Hoy mi abuelita no se acuerda de muchos detalles por su vejez, yo no me acuerdo de muchos porque era muy pequeña. Ambas asociamos la caja de galletas con ese sabor a amor puro e incondicional.

Nuestra vida acelerada nos lleva por sendas distintas y no nos permite detenemos a reflexionar en los detalles que hacen maravilloso nuestro vivir, pasamos satisfaciendo el deseo de crecer rápido, de producir rápido, de tener una familia rápido y de tan rápido que pasó, un día cuando somos viejos, nos olvidamos de lo que nos transformó.

Hoy es el momento perfecto para agradecer por los sacrificios que no le contamos a nadie. Los padres como los hijos no nacemos sabiendo cómo cumplir de forma integral nuestro rol.
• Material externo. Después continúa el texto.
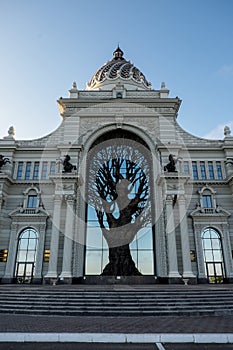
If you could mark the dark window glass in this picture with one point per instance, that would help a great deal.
(52, 168)
(219, 170)
(213, 255)
(186, 168)
(195, 172)
(20, 171)
(32, 201)
(207, 201)
(203, 171)
(36, 171)
(28, 171)
(211, 171)
(26, 256)
(44, 170)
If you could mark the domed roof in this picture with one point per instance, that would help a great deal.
(118, 70)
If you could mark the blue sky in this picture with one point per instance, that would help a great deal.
(46, 45)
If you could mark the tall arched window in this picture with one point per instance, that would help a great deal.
(26, 256)
(119, 235)
(213, 255)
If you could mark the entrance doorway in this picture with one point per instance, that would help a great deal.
(213, 255)
(26, 256)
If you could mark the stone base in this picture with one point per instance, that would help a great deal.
(65, 280)
(37, 281)
(7, 280)
(202, 280)
(175, 280)
(118, 280)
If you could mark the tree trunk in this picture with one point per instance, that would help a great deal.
(120, 263)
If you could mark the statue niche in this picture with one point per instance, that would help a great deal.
(67, 166)
(171, 166)
(3, 161)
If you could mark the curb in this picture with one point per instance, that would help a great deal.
(217, 338)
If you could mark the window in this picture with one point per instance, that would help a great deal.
(211, 170)
(26, 256)
(20, 171)
(213, 255)
(207, 201)
(100, 251)
(28, 171)
(219, 170)
(52, 168)
(203, 171)
(36, 171)
(44, 170)
(32, 201)
(195, 172)
(186, 168)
Es un aprendizaje de doble vía que debe ir acompañado de profundo compromiso, razonamiento,  y concienciación. 

Y si hoy tienes un tiempo libre, abre tu caja, visualiza que hay en su interior recuerdos, risas, enfados, hasta lágrimas de felicidad y tristeza. Ahora, escoge aquello que te ayude a salir adelante. Comparte una galleta del sabor que elijas, con quien tú elijas. Al final, ahí está la recompensa, como dice el dicho, “agradece a la vida que te ha puesto en en el lugar de quien da y no en el lugar del que necesita ayuda”.